Julio Escoto
Quizás atraiga la ira de las fuerzas contendoras, pero debo declarar con honestidad -como hice cuando fui pionero en alabar la propuesta para una cuarta urna- que la titulada Comisión de la Verdad ni me causa enojo ni demanda cuidado, que no le tengo miedo y que ojalá finalice sus acciones pronto para arribar a alguna forma de condensación histórica en torno a la etapa que vivimos. Sus conclusiones -que serán más que una- tendrán que llegar documentadas más allá de criterios subjetivistas y por ende sujetas a aprobación o rechazo, pues contamos en el país con suficiente inteligencia como para refutar mentiras y avalar verdades. Denigrarla temprano es inmaduro: quienes la componen registran en conjunto una impresionante currícula académica y profesional y a su cabeza directora, Eduardo Stein, si bien ha sido politicastro también es real que lo acompaña sombra limpia (excepto si se le pregunta a un guatemalteco, obvio).
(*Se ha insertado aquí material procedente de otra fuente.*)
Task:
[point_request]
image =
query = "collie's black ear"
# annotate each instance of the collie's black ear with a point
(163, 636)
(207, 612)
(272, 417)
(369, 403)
El lunar desdibujado del grupo es el rector Omar Casco, no por malandanzas particulares que le conozca, sino por su íntima relación con los delincuentes gestores del golpe de Estado.
Tampoco hay que ensayar zambullidas en la ilusión ya que es seguro que el citado ente jamás consiga su más proclamado objetivo, el de la reconciliación nacional, peor si acepta la imposición honduro-norteamericana de ocultar por diez años "información estratégica". Ese bozal bastaría para renunciar a ser miembro de ella, pues vicia cualquier validez de sus conclusiones. Y así, minutos tras que anuncie su balanceado "veredicto" la polémica arreciará como herida abierta, contenida pus, y el debate revivirá, solo que ya ahora con ciertas primarias "verdades" sentenciadas por la Comisión y que, quiérase o no, operarán cual estelas o fundamentos en que se apoyarán los opositores.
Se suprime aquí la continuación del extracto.